La chronique anachronique d’Hubert de Champris : « Vin connexion »

Il y avait, dans les années soixante-dix, la French connexion. On parle aujourd’hui de la wine connexion. Les mauvaises langues et papilles endurcies diront qu’elles ont pour objet commun, la drogue. Mais, comparaison n’est pas raison. Seul l’alcool pur est en soi nocif. Un faible titrage humé, mâché avec de bons excipients (les cépages) participe de l’art de vivre, lequel inclut l’art de la pensée.

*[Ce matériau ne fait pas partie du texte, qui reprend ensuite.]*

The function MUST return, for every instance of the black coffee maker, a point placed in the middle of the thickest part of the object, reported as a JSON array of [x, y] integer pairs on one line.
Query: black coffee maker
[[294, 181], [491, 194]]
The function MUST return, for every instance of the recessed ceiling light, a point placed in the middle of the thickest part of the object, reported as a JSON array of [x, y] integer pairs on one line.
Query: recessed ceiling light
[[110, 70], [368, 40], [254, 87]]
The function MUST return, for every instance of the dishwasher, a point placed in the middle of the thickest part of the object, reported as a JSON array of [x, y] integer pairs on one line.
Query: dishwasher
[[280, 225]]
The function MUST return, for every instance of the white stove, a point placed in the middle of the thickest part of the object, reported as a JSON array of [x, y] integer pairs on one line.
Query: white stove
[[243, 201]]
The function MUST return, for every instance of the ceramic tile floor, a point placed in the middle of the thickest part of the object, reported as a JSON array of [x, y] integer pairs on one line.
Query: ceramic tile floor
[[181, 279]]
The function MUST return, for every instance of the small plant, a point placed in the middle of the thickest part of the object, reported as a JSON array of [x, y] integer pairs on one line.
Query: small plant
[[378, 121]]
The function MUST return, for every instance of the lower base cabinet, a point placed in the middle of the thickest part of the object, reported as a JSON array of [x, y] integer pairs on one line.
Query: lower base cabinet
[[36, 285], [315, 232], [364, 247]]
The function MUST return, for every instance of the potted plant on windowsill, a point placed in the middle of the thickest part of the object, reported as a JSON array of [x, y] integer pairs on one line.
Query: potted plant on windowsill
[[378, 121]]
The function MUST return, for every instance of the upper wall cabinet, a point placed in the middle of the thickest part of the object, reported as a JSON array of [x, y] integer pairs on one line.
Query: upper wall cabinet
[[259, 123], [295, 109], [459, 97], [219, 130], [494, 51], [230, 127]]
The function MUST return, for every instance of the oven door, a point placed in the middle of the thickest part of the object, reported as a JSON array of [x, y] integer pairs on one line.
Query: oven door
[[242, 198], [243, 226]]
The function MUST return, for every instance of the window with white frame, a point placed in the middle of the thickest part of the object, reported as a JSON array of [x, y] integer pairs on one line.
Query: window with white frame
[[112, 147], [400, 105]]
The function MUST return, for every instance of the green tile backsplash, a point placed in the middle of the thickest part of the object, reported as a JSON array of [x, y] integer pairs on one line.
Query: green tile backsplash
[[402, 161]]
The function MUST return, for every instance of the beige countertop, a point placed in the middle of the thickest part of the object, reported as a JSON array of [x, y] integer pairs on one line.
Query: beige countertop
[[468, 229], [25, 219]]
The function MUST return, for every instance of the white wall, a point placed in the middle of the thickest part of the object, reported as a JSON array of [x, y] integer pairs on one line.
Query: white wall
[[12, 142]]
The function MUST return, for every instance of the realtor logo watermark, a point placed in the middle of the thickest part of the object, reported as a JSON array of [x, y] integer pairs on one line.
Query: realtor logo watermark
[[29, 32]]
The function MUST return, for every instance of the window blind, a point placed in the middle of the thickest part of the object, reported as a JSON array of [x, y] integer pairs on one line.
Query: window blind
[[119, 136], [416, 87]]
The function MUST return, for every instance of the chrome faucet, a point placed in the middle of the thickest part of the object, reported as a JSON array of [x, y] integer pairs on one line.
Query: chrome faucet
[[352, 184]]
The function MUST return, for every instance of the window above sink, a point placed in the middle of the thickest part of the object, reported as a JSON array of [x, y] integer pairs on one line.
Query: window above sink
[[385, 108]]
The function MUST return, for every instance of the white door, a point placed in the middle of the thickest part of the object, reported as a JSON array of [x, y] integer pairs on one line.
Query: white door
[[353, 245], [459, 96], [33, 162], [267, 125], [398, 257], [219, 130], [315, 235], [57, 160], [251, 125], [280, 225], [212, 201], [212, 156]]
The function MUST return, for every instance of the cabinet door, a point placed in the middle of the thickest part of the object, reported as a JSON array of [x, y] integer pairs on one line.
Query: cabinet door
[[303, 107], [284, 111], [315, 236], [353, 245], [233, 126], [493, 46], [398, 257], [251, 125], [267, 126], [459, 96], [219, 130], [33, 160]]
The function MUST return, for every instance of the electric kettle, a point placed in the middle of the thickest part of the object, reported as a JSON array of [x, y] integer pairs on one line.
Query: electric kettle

La connexion en question doit donc non seulement être comprise comme l’édification du réseau constitué de tous les interlocuteurs du vin et de nos spirituels spiritueux, non seulement comme l’image du filet idéologique, commercial, qualitatif dans lequel elle doit s’efforcer d’enserrer ces cépages situés à l’étranger, mais aussi comme le réseau neuronal que nos breuvages éveillent.

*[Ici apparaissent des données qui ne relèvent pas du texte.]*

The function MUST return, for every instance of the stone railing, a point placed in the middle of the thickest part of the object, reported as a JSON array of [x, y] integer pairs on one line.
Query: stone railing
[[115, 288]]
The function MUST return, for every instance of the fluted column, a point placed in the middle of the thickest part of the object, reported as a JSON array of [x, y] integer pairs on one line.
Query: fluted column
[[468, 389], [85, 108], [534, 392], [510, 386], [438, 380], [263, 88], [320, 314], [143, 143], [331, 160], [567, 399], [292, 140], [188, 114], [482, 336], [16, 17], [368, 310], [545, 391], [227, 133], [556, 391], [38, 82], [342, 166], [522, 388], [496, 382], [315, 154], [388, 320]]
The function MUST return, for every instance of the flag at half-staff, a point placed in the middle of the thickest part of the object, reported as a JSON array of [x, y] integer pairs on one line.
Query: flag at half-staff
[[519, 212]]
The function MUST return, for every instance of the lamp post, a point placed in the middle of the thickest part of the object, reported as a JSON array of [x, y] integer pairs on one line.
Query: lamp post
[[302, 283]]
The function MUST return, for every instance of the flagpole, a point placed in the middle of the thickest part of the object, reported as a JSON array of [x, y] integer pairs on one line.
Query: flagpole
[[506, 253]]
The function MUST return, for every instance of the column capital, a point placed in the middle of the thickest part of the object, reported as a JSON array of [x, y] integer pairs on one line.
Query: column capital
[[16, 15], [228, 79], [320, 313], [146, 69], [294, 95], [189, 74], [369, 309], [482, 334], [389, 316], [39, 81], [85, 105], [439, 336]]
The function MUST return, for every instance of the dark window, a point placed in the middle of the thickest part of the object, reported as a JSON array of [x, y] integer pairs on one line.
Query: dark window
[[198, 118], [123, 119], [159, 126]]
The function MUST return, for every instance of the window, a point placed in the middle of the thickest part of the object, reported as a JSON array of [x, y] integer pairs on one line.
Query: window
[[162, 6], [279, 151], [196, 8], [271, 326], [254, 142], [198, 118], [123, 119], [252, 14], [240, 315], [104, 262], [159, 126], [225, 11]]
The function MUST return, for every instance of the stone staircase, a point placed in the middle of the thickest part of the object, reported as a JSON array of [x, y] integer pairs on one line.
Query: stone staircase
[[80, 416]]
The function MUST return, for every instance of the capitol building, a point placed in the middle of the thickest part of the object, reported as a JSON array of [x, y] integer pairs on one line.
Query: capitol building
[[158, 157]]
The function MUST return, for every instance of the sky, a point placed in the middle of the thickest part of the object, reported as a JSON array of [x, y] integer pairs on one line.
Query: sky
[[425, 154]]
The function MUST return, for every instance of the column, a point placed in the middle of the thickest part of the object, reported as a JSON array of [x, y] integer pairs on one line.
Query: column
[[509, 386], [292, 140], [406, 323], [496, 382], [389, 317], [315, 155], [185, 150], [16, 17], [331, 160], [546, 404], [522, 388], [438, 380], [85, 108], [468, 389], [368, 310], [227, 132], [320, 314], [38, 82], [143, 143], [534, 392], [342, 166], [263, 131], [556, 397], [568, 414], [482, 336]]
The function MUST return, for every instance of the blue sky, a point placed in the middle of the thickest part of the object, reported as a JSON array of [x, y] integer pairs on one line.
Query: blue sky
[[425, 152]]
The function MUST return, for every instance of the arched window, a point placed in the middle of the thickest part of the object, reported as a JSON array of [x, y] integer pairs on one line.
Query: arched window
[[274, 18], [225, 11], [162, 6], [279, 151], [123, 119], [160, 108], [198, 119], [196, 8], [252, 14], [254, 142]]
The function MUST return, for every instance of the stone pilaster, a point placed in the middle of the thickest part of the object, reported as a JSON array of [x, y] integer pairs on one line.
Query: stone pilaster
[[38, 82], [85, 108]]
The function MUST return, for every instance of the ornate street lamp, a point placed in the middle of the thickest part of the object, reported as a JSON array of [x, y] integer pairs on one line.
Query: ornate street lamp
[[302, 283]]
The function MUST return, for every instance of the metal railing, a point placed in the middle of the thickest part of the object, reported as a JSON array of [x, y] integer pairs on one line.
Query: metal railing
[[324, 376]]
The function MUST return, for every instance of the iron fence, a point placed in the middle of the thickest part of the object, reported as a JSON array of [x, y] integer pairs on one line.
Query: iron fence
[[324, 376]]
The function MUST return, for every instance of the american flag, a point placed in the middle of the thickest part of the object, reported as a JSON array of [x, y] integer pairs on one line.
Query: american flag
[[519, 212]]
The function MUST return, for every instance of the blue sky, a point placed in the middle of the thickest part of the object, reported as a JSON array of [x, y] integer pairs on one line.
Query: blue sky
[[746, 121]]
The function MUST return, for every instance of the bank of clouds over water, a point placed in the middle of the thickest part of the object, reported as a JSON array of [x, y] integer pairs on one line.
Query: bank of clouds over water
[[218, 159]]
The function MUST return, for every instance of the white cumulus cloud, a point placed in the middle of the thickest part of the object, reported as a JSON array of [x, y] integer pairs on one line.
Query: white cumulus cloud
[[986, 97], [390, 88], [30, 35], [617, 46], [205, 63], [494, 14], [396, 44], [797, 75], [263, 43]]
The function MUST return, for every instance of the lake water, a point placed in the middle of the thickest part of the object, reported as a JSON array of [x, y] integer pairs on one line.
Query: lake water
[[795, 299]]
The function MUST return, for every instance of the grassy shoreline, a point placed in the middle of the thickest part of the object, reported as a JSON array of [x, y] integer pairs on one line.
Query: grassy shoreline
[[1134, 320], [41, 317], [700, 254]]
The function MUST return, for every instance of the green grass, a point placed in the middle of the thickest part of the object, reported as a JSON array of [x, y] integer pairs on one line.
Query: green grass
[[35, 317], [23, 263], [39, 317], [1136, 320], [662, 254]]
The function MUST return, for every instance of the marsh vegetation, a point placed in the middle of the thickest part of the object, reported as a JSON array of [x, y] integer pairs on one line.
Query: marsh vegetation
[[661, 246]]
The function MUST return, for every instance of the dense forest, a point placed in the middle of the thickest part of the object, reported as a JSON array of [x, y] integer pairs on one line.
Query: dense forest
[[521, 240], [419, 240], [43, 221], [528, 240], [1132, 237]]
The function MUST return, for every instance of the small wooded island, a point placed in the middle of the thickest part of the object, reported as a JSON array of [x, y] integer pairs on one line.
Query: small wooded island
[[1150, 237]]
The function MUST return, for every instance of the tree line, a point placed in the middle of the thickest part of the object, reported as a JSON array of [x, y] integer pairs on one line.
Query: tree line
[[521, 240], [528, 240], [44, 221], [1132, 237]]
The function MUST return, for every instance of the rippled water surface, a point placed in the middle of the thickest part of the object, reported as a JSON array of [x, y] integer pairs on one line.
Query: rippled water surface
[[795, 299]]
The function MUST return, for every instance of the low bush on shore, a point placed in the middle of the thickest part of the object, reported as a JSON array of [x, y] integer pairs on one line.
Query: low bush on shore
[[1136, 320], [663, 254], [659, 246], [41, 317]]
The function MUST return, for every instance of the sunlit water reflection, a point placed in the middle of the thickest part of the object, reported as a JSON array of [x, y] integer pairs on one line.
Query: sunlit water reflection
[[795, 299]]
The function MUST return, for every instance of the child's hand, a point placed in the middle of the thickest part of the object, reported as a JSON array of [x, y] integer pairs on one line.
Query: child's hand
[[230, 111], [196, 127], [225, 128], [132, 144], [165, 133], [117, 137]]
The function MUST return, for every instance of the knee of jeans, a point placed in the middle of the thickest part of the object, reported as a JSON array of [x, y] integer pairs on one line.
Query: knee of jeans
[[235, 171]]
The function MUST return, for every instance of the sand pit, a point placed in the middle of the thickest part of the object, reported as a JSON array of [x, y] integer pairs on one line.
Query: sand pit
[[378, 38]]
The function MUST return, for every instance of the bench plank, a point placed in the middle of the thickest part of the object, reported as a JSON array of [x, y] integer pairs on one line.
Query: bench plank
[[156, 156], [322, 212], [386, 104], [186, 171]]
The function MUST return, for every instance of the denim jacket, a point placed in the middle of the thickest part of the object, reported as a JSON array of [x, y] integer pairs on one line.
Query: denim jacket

La science a établi que le chasselas n’était pas français mais originaire de l’arc lémanique, plutôt nord. Point français donc, mais francophone. Chasselas, fendant, Gutedel (en Allemagne), c’est tout un, et, souvent, des vins qui n’ont qu’à bien se tenir en regard de certains Monbazillac ou Sauternes. Vous y retrouvez, doucement sucrés, les grains de raisin Chasselas, et l’éveil distingué qu’il aide à se procurer, l’apparente alors à un Pineau des Charentes plus travaillé. L’autre jour, nos œnophiles avaient toutefois les neurones en berne. Tout à leur affaire, ils semblaient n’avoir pas réalisé que la dégustation des vins de chasselassitude devait les faire sortir d’eux-mêmes.
Ils n’avaient d’yeux que pour eux et ignoraient le buffet et sa tenancière – une jeune actrice reconvertie dans une profession tout aussi naturellement féminine que la comédie, à savoir la cuisine -, accessoirement ancienne épouse du cinéaste Claude Lelouch. La présence nourricière de Marie-Sophie L était une heureuse manière de joindre le solide au liquide, l’utile à l’agréable, à moins que ce ne soit l’inverse.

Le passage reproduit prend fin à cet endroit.